In vista del secondo turno del 24 aprile, la strategia dell’attuale inquilino dell’Eliseo è quella di “allargare al massimo il fronte repubblicano”, un’operazione già iniziata nel 2017. “Basta osservare l’origine politica di alcuni membri del governo, che vengono dai Républicains, a partire dal ministro dell’Economia, Bruno Le Maire”, afferma Camus, secondo cui “la ragione per cui Pécresse è scesa al di sotto del 5 per cento è legata al riflesso ‘voto utile’ degli elettori liberal-conservatori che si sono detti: non ha senso sprecare il nostro voto, diamolo a Macron. Gli stessi lo rivoteranno con tutta probabilità il 24 aprile”. A convincerli, in caso di dubbi, potrebbe essere l’ex capo dello stato, Nicolas Sarkozy, che ieri ha fatto il suo endorsement a favore di Macron, perché “ha l’esperienza necessaria dinanzi a una grave crisi internazionale più complessa che mai, perché il suo progetto economico mette al centro di tutte le priorità la valorizzazione del lavoro e perché il suo impegno europeo è chiaro e senza ambiguità”. “Nessuno si immaginava che Sarkozy votasse per Le Pen, ma avrebbe potuto essere molto più ambiguo. La sua parola ha ancora un peso per i militanti di Lr”, assicura Camus. Macron “giocherà anche la carta della paura dell’ignoto”, secondo il politologo, “mostrando tutti i mali che opprimerebbero la Francia in caso di elezione della candidata sovranista”. Quest’ultima, dal canto suo, “punterà tutto sull’antimacronismo, mobiliterà i francesi per un voto di protesta contro Macron”. 

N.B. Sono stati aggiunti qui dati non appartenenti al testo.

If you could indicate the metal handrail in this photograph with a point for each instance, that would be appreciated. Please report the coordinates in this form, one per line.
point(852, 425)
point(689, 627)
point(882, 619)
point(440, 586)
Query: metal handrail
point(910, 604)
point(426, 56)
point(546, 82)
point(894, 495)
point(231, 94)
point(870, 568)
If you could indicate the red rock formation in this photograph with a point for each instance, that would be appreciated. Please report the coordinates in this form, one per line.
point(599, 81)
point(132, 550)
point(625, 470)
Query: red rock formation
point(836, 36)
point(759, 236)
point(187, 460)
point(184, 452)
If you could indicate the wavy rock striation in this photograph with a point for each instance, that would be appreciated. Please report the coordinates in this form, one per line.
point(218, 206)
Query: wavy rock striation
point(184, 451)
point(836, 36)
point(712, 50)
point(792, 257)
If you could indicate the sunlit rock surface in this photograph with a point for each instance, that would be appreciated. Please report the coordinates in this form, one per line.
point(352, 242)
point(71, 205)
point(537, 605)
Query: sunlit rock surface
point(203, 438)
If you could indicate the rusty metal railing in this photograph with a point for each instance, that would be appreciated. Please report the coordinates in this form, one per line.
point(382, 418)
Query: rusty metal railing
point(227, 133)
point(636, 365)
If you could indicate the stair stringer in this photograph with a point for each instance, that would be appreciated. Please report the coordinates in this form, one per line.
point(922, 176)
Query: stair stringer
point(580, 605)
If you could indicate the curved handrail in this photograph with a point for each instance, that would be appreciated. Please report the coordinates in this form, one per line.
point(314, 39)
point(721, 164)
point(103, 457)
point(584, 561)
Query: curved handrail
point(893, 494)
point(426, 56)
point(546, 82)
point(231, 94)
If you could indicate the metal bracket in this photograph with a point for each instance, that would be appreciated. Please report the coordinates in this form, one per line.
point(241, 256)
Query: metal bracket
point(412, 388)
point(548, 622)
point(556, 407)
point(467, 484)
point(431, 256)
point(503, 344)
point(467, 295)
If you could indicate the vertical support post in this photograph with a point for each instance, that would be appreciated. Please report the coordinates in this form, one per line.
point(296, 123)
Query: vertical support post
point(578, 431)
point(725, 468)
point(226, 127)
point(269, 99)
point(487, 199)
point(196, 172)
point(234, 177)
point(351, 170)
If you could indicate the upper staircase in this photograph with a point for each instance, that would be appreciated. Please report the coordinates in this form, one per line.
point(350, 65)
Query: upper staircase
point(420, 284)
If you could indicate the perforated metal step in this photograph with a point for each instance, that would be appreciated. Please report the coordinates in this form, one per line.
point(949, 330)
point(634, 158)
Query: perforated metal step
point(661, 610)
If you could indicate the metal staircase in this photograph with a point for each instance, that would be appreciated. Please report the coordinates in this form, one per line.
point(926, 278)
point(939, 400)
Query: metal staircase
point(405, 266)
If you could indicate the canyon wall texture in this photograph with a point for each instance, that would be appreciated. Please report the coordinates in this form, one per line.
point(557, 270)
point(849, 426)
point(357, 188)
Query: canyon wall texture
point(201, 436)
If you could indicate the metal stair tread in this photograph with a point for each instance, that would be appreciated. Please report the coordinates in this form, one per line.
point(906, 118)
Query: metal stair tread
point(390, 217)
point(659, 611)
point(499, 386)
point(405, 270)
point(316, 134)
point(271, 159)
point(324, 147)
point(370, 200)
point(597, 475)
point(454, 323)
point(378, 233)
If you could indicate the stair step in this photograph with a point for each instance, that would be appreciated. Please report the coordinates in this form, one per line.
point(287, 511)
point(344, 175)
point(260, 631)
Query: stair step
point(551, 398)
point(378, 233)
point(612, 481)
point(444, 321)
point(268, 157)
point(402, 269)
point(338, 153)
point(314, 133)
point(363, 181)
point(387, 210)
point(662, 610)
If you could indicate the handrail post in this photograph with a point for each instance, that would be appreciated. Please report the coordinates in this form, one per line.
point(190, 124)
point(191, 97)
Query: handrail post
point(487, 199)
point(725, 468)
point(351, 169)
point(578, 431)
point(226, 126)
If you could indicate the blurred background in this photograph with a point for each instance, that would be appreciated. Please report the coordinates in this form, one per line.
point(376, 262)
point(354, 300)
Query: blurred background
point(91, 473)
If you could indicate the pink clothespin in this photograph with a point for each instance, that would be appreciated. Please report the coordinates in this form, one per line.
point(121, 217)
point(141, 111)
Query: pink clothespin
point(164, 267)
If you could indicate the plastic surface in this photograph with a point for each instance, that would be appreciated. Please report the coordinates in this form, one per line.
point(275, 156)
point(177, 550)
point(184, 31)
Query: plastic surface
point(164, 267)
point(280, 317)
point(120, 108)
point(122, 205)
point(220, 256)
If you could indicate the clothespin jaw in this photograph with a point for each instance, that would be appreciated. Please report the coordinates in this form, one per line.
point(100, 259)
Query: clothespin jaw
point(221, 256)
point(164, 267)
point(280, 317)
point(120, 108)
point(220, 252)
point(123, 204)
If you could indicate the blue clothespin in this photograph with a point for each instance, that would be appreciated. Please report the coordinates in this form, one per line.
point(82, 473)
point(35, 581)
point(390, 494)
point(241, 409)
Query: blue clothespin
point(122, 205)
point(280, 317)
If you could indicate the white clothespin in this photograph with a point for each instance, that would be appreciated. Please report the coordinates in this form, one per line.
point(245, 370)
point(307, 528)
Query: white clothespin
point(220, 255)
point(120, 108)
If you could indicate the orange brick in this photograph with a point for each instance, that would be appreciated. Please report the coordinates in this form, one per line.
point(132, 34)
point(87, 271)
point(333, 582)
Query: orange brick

L’entità della rabbia antimacronista avrà incontestabilmente un ruolo importante nell’esito del ballottaggio, ma lo avranno anche l’astensionismo e l’orientamento degli elettori di Mélenchon. “Ci sarà ancora il sussulto repubblicano, ossia la paura di vedere il Rassemblement national al potere, fatto che spingerà le persone che non sono andate a votare al primo turno a mobilitarsi per Macron, o al contrario, soprattutto nella sinistra radicale, ci saranno elettori che pensano che Macron e Le Pen siano le due facce della stessa medaglia e si asterranno? La situazione è fragile, ma sicuramente gli elettori mélenchonisti che daranno la propria preferenza a Le Pen lo faranno non per convinzione, ma per ostilità nei confronti di Macron. Le Pen ha accusato Mélenchon di ‘tradimento’ per aver detto ai suoi elettori di non darle alcun voto, ma i militanti Insoumis sanno bene che la leader Rn non ha un programma di sinistra”.